Now some may ask why not just upgrade your certificates to a newer and thus more secure signing algorithm? Well to anyone who has ever worked with OpenSSL and creating certs for a multitude of servers, its not a trivial task. I’ll put it on my todo list, but for now its at the bottom.

Thanks to following blog post by Matt Micene that was the break in this case.

Moving from DKMS Nvidia to latest driver

The dkms version of the Nvidia driver is a great convenience, yet it usually means you wont have the latest version and when the kernel updates, that can be a problem. Like Today.

Running CentOS 6 on our workstations and decided time to update packages and I hoped dkms wouldn’t let me down, but it did. So boot into run level 3 and remove dkms and the dkms nvidia driver to make way for the latest version. Its normally a straight forward process, yet Nvidia can mess up the xorg installation, like it did for me. Some how libwfb.so was missing, so the Nvidia driver will install its own version.

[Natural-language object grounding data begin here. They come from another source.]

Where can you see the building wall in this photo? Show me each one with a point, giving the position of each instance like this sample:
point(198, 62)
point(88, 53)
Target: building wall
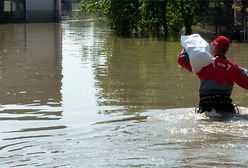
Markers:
point(43, 10)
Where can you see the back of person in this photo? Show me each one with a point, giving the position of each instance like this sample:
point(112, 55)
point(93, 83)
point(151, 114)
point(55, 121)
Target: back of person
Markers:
point(216, 85)
point(217, 78)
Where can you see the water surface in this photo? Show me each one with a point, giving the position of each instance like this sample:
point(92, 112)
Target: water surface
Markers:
point(74, 95)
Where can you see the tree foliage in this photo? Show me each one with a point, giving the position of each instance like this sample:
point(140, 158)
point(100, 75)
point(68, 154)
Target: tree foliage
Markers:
point(126, 16)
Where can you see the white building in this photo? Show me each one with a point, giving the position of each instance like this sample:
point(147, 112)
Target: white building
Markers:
point(30, 10)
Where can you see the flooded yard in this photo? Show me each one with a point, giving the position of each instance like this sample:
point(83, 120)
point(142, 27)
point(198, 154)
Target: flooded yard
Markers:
point(73, 94)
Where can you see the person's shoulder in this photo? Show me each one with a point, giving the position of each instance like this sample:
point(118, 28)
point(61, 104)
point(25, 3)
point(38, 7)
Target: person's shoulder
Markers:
point(232, 62)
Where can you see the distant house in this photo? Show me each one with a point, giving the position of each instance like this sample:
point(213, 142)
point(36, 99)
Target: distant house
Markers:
point(30, 10)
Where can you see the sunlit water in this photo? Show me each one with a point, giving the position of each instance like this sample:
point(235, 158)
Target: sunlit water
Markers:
point(74, 95)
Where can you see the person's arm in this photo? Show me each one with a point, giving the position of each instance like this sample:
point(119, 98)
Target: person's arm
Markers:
point(183, 60)
point(242, 77)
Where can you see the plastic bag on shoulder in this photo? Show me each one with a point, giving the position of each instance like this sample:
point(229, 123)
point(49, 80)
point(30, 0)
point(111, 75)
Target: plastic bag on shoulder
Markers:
point(198, 50)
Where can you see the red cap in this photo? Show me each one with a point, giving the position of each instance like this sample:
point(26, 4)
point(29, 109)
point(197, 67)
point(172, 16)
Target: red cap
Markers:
point(221, 41)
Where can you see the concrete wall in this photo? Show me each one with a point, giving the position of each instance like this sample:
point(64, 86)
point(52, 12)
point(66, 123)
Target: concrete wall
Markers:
point(43, 10)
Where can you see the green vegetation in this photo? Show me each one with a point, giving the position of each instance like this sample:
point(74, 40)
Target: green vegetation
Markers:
point(167, 16)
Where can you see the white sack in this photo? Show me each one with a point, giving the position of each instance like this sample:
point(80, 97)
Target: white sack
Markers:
point(198, 50)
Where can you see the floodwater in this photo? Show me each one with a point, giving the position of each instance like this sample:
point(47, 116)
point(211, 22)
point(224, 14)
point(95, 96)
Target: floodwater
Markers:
point(74, 95)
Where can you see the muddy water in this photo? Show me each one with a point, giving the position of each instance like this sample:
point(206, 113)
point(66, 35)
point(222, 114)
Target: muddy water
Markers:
point(74, 95)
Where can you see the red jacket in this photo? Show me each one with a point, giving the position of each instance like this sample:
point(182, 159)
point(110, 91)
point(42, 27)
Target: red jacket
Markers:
point(218, 77)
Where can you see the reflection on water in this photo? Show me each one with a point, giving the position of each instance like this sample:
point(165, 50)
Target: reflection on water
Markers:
point(74, 94)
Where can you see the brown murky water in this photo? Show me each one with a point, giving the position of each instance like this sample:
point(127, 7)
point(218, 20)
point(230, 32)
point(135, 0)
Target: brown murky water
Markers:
point(74, 95)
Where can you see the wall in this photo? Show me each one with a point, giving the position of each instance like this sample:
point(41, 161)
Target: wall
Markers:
point(43, 10)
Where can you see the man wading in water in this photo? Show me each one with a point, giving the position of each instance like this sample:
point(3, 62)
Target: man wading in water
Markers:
point(217, 80)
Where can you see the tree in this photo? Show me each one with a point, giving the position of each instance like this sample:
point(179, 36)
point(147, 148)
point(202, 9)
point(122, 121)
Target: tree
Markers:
point(191, 11)
point(153, 15)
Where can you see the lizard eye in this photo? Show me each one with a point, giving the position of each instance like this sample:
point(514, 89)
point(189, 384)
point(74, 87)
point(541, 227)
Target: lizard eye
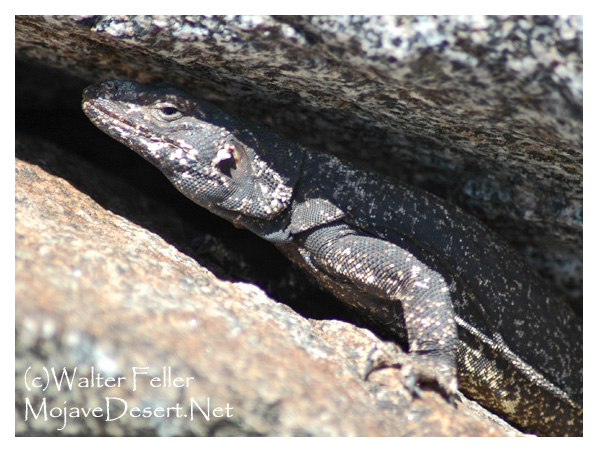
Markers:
point(167, 112)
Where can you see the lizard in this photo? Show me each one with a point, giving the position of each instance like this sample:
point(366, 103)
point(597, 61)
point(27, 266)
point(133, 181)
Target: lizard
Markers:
point(472, 314)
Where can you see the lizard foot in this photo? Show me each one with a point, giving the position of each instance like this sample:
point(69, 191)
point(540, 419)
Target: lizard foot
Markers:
point(417, 367)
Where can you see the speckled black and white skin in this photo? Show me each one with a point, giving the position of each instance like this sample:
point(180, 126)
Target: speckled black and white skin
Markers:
point(469, 309)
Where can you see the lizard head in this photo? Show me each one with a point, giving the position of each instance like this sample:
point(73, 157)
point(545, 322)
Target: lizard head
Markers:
point(219, 161)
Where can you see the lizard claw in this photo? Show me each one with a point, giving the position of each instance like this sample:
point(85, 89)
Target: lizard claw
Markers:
point(416, 368)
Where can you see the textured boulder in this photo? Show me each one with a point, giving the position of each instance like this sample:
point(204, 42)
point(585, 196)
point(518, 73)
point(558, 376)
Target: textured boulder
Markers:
point(485, 112)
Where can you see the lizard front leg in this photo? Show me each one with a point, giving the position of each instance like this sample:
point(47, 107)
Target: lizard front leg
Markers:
point(387, 271)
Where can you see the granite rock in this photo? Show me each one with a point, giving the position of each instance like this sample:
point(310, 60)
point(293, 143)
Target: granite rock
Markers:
point(484, 111)
point(147, 333)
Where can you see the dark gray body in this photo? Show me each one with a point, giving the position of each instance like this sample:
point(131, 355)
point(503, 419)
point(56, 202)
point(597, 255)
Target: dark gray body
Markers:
point(435, 277)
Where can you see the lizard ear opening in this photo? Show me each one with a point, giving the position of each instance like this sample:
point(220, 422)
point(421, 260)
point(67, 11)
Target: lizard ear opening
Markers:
point(231, 160)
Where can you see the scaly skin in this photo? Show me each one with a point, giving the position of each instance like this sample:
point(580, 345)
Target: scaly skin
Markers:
point(465, 303)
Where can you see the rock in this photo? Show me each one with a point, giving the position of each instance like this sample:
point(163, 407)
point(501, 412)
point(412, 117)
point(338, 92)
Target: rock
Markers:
point(483, 111)
point(115, 270)
point(141, 327)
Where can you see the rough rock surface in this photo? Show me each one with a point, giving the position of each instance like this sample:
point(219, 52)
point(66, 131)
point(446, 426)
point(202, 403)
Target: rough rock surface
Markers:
point(100, 296)
point(486, 112)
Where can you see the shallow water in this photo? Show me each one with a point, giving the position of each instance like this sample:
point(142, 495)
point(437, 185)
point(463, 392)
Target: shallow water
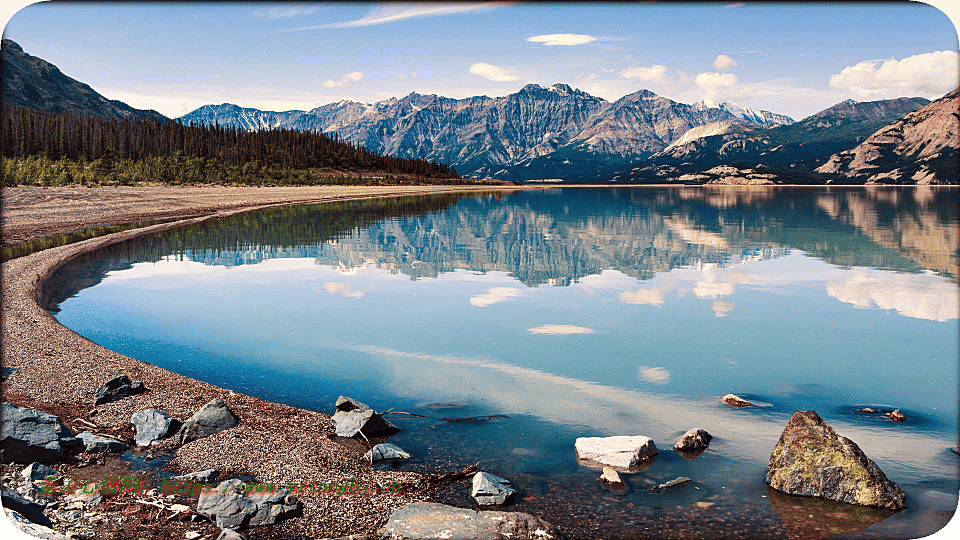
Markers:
point(578, 312)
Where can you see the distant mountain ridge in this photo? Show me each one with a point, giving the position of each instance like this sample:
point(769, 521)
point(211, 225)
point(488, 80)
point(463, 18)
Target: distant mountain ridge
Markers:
point(504, 137)
point(34, 83)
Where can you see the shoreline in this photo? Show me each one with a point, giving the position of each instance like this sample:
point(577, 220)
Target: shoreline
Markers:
point(58, 371)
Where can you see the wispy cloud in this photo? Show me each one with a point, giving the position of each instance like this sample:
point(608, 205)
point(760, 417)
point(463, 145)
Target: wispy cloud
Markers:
point(344, 80)
point(562, 40)
point(560, 329)
point(494, 295)
point(493, 73)
point(399, 12)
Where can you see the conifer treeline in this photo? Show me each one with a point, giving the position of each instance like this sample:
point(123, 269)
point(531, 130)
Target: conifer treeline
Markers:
point(28, 133)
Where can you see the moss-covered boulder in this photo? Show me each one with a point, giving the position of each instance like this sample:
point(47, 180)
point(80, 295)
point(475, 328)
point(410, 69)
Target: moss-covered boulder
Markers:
point(812, 460)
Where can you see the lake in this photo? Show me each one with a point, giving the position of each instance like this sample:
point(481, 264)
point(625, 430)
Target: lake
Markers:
point(572, 312)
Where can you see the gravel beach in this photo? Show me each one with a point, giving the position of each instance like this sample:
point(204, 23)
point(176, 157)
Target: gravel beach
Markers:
point(58, 371)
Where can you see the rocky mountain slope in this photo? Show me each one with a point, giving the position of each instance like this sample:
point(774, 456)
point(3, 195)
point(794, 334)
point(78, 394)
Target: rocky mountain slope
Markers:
point(920, 148)
point(506, 137)
point(34, 83)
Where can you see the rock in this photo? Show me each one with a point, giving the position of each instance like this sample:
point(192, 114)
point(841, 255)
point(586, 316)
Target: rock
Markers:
point(31, 510)
point(895, 415)
point(670, 484)
point(153, 425)
point(385, 451)
point(810, 459)
point(32, 529)
point(116, 389)
point(352, 417)
point(230, 509)
point(37, 471)
point(95, 443)
point(421, 520)
point(735, 401)
point(693, 440)
point(490, 490)
point(620, 451)
point(213, 417)
point(30, 435)
point(230, 534)
point(204, 477)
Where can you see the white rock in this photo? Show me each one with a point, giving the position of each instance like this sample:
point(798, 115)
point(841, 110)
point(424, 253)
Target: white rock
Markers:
point(621, 451)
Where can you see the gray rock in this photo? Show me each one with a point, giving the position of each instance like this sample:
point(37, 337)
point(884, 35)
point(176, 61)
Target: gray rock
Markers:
point(30, 435)
point(32, 529)
point(670, 484)
point(694, 440)
point(230, 509)
point(490, 490)
point(95, 443)
point(621, 451)
point(31, 510)
point(37, 471)
point(230, 534)
point(352, 417)
point(153, 425)
point(213, 417)
point(810, 459)
point(204, 477)
point(116, 389)
point(422, 520)
point(384, 452)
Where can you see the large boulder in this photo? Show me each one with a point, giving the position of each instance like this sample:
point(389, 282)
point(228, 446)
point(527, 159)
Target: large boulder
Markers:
point(230, 509)
point(421, 520)
point(213, 417)
point(153, 425)
point(621, 451)
point(490, 490)
point(94, 444)
point(116, 389)
point(353, 417)
point(30, 435)
point(812, 460)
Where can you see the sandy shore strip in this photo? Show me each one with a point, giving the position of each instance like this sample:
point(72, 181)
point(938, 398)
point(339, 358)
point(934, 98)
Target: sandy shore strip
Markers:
point(58, 371)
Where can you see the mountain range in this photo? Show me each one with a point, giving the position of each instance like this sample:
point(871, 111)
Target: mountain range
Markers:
point(559, 133)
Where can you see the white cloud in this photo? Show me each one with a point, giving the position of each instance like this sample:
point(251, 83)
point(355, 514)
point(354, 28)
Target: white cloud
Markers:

This doesn’t work as you’ll get a message about unknown symbol PictureScreenPrivateIndex. Turns out for some installations that don’t have libwfb, Nvidia brings its own, yet since I’m supposed to have it, this led to trouble. The quick fix is to reinstall the right package. Use yum whatprovides */libwfb.so to find that xorg-x11-server-Xorg is the correct package and yum reinstall restores libwfb. Install the Nvidia driver via the script as usual and you should be good to go.